I am trying to implement an application for quick tracking of objects on Android
My logic is as follows
- Remove all colors except the desired color range.
- Smooth image using GaussianBlur
- Find the largest circle radius with HoughCircles
The view of the application works fine, but the performance is poor, and I would like to speed up my work at least 5 times faster. I borrowed most of the logic from this link.
Example of quick tracking of objects
public void apply(Mat src, Mat dst) { Mat mIntermediateMat = new Mat(src.rows(), src.cols(), CvType.CV_8UC1); Mat mHsv = new Mat(src.size(), CvType.CV_8UC3); Mat mHsv2 = new Mat(src.size(), CvType.CV_8UC3); Imgproc.cvtColor(src, mHsv, Imgproc.COLOR_RGB2HSV, 3); Core.inRange(mHsv, new Scalar(0, 86, 72), new Scalar(39, 255, 255), mHsv);
I was thinking about how to increase my productivity, and I would like tips that can be viable and significant.

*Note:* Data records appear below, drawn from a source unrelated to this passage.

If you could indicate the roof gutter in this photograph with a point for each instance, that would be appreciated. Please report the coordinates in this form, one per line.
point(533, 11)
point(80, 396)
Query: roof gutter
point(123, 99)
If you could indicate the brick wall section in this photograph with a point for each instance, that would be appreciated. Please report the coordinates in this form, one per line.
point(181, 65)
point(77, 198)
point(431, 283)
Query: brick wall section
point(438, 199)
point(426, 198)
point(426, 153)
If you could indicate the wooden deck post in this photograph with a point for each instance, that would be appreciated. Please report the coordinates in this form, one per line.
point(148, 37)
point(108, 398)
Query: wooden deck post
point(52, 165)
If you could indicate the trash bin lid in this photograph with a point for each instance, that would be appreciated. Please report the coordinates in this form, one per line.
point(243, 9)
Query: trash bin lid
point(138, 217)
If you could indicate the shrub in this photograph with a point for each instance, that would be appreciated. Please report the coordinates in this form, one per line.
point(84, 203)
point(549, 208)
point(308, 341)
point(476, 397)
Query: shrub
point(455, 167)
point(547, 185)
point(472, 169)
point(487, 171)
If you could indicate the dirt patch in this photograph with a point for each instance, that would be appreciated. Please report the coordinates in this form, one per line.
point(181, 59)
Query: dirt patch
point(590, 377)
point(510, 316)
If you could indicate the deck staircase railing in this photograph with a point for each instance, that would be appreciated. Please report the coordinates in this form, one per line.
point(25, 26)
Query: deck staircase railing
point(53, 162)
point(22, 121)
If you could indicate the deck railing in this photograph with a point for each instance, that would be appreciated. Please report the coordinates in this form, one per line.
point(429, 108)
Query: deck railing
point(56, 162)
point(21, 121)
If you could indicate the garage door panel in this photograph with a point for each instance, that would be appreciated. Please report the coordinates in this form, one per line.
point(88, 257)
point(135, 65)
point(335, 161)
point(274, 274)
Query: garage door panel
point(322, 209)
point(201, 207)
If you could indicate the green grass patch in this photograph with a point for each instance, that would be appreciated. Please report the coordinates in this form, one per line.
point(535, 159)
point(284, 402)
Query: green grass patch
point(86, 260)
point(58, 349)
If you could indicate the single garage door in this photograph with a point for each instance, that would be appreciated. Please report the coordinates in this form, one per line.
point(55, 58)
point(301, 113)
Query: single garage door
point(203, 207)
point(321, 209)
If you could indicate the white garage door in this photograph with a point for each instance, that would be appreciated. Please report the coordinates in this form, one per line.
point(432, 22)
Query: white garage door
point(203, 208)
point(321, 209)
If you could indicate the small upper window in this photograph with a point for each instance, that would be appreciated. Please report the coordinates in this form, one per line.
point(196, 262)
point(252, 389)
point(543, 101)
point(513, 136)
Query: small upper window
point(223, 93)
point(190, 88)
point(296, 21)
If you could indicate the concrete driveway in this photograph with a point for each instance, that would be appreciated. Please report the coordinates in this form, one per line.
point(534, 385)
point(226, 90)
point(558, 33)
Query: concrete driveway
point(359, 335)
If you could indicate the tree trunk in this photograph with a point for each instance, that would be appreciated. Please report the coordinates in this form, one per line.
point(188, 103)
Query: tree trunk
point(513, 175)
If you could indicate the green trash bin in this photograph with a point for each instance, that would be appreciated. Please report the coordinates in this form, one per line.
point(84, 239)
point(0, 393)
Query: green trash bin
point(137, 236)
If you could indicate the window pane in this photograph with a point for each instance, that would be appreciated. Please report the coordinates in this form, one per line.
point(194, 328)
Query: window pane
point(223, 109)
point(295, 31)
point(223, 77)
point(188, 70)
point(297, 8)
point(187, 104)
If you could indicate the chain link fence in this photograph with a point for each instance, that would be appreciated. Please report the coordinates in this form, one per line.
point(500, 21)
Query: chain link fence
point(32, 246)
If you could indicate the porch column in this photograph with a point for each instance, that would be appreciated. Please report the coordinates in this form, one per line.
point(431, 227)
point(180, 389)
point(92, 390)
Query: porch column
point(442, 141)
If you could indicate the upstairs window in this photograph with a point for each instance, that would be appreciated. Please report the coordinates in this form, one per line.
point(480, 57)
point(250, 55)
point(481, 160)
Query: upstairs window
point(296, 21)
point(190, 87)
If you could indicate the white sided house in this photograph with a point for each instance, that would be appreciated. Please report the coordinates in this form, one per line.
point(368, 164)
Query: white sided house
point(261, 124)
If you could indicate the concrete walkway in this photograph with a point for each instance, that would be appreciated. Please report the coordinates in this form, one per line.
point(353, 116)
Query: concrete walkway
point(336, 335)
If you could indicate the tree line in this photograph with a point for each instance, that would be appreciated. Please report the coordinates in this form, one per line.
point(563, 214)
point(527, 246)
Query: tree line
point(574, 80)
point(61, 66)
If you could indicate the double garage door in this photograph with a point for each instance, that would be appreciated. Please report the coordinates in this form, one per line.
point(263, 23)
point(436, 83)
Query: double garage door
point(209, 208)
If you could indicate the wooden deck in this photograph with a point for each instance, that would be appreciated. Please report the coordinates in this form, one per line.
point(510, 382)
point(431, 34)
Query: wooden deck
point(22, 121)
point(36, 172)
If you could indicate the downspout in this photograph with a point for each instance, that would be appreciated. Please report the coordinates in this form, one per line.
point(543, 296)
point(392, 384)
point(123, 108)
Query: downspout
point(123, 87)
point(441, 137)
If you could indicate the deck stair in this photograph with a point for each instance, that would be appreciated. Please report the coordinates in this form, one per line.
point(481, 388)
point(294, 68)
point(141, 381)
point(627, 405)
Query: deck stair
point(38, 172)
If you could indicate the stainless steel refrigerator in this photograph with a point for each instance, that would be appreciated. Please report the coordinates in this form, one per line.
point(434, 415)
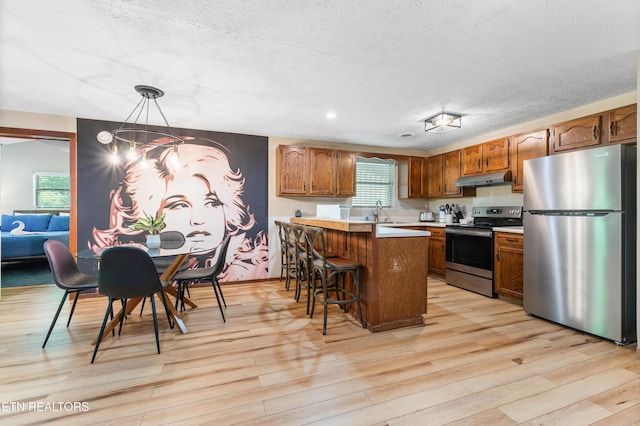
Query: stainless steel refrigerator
point(580, 240)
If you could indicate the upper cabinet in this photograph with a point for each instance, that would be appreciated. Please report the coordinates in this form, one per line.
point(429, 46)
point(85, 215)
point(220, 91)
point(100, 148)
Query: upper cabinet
point(527, 146)
point(346, 173)
point(292, 170)
point(581, 133)
point(314, 172)
point(451, 169)
point(418, 175)
point(488, 157)
point(622, 124)
point(322, 172)
point(434, 176)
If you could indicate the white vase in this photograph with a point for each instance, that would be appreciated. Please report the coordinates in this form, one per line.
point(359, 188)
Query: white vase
point(153, 241)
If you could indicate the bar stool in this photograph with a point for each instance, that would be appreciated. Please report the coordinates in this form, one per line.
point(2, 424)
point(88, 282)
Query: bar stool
point(331, 272)
point(287, 252)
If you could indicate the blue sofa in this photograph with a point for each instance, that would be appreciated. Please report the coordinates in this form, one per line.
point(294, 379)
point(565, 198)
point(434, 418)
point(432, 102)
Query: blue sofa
point(38, 228)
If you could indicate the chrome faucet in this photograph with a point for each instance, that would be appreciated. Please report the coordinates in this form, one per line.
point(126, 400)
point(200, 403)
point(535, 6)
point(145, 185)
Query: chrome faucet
point(376, 216)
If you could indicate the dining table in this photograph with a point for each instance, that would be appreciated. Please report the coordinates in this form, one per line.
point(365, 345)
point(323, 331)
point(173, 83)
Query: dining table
point(179, 255)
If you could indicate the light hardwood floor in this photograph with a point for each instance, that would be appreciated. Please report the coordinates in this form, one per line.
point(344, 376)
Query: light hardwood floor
point(476, 361)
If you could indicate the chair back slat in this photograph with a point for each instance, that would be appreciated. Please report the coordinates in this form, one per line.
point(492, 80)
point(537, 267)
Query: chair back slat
point(127, 272)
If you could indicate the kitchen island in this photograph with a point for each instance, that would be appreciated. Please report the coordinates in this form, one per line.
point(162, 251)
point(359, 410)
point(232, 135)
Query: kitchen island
point(393, 276)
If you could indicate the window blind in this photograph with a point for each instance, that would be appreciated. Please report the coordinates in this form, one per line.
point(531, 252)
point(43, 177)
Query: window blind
point(375, 180)
point(51, 190)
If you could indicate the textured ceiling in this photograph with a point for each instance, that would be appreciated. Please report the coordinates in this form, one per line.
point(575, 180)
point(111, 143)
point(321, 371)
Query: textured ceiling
point(275, 67)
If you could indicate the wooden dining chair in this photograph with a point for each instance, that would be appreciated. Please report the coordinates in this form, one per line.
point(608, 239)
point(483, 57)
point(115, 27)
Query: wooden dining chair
point(67, 277)
point(126, 273)
point(187, 276)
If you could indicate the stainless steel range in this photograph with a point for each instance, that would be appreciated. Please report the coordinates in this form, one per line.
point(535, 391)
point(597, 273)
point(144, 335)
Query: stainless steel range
point(469, 248)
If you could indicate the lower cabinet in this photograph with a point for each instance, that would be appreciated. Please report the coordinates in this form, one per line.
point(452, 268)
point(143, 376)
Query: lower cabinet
point(436, 252)
point(508, 264)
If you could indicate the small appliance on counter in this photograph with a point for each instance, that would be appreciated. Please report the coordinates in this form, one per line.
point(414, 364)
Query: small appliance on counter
point(426, 217)
point(333, 211)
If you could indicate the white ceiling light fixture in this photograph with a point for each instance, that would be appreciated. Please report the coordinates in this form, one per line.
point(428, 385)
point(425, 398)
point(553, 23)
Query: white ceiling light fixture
point(138, 136)
point(442, 122)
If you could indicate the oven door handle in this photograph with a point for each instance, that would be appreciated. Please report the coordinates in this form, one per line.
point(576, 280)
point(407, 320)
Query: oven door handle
point(487, 233)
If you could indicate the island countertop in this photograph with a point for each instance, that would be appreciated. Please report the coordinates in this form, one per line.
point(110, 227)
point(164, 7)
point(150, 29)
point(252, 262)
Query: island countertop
point(394, 267)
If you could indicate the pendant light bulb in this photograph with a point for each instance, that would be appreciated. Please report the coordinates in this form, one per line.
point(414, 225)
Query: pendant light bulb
point(132, 154)
point(114, 154)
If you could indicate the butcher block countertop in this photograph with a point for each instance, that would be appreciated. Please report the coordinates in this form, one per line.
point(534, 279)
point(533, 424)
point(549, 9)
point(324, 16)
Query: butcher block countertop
point(337, 225)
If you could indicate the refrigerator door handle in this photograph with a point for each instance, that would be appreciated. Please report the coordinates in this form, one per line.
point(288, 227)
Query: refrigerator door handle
point(587, 213)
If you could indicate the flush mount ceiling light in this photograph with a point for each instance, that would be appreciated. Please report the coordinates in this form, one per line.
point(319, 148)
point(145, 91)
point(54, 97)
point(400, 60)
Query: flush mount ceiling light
point(138, 136)
point(442, 122)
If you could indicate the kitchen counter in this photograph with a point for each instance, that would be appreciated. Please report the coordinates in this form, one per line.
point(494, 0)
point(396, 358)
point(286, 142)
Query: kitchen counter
point(512, 229)
point(394, 268)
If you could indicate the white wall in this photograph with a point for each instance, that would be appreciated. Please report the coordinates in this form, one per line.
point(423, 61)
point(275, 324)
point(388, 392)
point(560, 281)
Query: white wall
point(19, 161)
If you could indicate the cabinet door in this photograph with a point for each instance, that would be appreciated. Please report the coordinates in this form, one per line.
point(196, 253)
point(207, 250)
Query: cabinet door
point(436, 252)
point(291, 170)
point(508, 271)
point(434, 177)
point(472, 160)
point(322, 171)
point(346, 185)
point(417, 178)
point(623, 124)
point(580, 133)
point(450, 173)
point(495, 155)
point(525, 147)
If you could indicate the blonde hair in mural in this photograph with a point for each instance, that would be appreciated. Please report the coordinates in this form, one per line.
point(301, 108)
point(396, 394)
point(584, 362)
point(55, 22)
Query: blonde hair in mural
point(202, 198)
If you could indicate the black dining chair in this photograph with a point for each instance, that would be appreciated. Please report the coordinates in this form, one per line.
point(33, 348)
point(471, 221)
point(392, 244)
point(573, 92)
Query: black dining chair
point(168, 240)
point(67, 277)
point(126, 273)
point(211, 273)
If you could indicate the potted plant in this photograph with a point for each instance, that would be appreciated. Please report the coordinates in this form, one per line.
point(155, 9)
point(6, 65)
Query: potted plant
point(153, 225)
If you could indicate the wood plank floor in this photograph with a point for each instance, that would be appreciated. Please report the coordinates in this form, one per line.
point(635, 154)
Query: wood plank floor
point(476, 361)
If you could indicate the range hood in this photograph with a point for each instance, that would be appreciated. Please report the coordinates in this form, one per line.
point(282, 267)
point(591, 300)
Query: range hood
point(488, 179)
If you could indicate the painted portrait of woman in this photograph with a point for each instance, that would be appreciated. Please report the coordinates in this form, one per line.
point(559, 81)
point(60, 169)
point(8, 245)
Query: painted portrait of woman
point(200, 196)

1) Using Multi Threading. I could use a stream to capture from the camera and one to process the image. From the OpenCV release notes for Android, I see "Enabled multithreaded support with TBB (only a few features have been optimized at the moment)." However, I do not understand this. Is TBB for Intel chips only? What features are available? Are there suitable examples for Android and OpenCV?
2) Using a more powerful Android device. I am currently working on a 2012 Nexus 7 using the front camera. I'm actually not very good at what specifications are important to me. Nexus 7 (2012) has a quad-core processor NVIDIA Tegra 3 with a clock frequency of 1.3 GHz; 416 MHz NVIDIA GeForce ULP GPU.
If I had to run the fastest Android mobile handset now, how much will it differ?
What specifications are most important for this type of application
- CPU.
- GPU
- The number of cores.
- Camera frame rate.
3) Does Native C ++ use code that positively affects my performance?
4) Are there alternatives to OpenCV that I could use?